Brockman explained that its program for high-school students is more exploratory, providing options to shadow professionals and determine what career paths in the industry that might interest them. She added that they see a mix of students who come in – some who want to seek higher education after high school and some who are considering entering the workforce.

“We work with high-school students that want to continue on and this is a stepping stone or introduction to some occupations that would fall under their degree,” Brockman said. “Historically, I would say most of our interns are still in that tech field, but now we’re offering broader internships.”

Now that the support of the DOE is behind expanding internship opportunities, Brockman predicts they will see even more high school students applying for internships in the coming years, even before the requirements are implemented for the class of 2023. In addition, more employers are looking to develop their own programs and capture the interests and skills of potential employees while they’re still young.

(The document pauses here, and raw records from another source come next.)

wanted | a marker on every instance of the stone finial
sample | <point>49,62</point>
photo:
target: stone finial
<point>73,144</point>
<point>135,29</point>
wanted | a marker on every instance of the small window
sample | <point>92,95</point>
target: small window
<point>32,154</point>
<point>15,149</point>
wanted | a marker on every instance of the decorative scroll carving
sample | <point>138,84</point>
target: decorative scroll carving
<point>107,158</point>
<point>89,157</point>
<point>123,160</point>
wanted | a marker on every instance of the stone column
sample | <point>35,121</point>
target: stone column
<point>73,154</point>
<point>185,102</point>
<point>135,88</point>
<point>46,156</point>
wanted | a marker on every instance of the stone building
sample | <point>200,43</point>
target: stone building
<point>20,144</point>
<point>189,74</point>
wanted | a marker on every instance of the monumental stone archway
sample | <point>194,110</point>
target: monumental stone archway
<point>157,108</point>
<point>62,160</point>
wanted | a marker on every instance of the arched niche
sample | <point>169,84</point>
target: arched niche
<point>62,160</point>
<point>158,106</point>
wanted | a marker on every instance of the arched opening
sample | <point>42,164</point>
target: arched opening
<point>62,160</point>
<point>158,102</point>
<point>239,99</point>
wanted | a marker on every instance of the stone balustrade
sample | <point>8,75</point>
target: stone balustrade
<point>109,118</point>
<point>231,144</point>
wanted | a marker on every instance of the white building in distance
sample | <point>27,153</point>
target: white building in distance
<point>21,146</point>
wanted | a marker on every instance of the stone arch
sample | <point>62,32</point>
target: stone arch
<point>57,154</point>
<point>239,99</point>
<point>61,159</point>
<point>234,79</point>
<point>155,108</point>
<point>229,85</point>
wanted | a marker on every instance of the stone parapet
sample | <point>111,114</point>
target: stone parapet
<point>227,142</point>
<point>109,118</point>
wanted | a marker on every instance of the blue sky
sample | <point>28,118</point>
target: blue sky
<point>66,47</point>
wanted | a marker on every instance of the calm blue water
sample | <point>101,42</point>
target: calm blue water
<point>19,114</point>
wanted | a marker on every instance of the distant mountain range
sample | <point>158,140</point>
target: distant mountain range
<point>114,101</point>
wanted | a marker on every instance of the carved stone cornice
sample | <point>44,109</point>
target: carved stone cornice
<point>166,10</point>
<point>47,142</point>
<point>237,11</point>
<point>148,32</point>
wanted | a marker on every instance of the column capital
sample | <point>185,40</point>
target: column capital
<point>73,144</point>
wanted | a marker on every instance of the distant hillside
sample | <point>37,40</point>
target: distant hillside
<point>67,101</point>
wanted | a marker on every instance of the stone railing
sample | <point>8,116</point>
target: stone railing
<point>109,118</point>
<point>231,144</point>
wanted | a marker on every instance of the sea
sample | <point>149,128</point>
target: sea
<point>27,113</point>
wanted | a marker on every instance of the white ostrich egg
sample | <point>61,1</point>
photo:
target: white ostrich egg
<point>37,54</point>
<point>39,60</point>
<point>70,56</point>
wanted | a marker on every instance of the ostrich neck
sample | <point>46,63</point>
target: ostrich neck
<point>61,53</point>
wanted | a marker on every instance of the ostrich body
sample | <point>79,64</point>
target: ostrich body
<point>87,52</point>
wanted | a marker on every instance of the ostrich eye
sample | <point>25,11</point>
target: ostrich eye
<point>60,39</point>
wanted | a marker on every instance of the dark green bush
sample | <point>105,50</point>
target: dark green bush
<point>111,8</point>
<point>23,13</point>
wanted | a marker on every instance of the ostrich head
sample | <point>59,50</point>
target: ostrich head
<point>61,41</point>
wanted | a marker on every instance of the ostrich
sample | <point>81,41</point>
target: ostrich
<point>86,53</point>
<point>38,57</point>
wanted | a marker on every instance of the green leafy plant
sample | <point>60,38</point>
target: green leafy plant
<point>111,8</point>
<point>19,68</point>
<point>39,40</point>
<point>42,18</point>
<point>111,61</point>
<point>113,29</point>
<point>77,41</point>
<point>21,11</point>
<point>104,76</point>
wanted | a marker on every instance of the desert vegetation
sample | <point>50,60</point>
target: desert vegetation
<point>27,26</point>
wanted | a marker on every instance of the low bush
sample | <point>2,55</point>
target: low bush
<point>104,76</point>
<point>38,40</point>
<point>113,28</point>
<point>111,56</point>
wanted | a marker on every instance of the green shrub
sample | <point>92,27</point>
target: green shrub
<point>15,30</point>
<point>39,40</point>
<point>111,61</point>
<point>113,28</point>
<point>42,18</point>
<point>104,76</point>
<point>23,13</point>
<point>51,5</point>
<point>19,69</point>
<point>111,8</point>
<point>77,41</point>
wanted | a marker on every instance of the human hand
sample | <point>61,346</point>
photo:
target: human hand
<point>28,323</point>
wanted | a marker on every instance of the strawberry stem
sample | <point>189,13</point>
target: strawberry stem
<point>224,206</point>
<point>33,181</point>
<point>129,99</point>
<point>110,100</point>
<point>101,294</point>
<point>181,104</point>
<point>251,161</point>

At Fort Wayne Metals, according to Brockman, approximately 27 percent of the students taken on as interns eventually transition into full-time employment for the company.

“More employers are creating a model of training employees for long-term employment,” Brockman said. “It’s an investment hiring someone out of high school, but the hope is over the long-run they will benefit from it.”

The challenge facing most employers, Brockman noted, is not so much a lack of desire to hire, but the lack of resources to offer a worthwhile experience. The Northeast Indiana Regional Partnership is taking the lead in helping employers build their internship programs in ways that prove beneficial for both the students and the companies and don’t drain their resources.

“I don’t think they’re hesitant about hiring high-schoolers; I think they’re hesitant on providing them an opportunity that is worthwhile,” Brockman said. “We hope to work with employers to show them it’s not that much of a drain if you do it correctly.”